Temporal Tokenization Strategies for Event Sequence Modeling with Large Language Models
This addresses the under-explored challenge of temporal representation for event sequence modeling, which is incremental as it compares existing strategies rather than introducing a new method.
This paper tackles the problem of representing continuous time in temporal event sequence modeling with large language models by empirically comparing five temporal tokenization strategies on real-world datasets. The result shows that no single strategy is universally superior, with performance depending on aligning the tokenizer with the data's statistical properties, such as log-based strategies for skewed distributions and human-centric formats for mixed modalities.

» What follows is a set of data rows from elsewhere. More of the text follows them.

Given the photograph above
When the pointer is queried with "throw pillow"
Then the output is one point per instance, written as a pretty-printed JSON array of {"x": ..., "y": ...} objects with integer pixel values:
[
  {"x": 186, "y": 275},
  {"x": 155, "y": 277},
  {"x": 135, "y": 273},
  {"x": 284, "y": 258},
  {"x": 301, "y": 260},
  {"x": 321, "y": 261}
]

Representing continuous time is a critical and under-explored challenge in modeling temporal event sequences with large language models (LLMs). Various strategies like byte-level representations or calendar tokens have been proposed. However, the optimal approach remains unclear, especially given the diverse statistical distributions of real-world event data, which range from smooth log-normal to discrete, spiky patterns. This paper presents the first empirical study of temporal tokenization for event sequences, comparing distinct encoding strategies: naive numeric strings, high-precision byte-level representations, human-semantic calendar tokens, classic uniform binning, and adaptive residual scalar quantization. We evaluate these strategies by fine-tuning LLMs on real-world datasets that exemplify these diverse distributions. Our analysis reveals that no single strategy is universally superior; instead, prediction performance depends heavily on aligning the tokenizer with the data's statistical properties, with log-based strategies excelling on skewed distributions and human-centric formats proving robust for mixed modalities.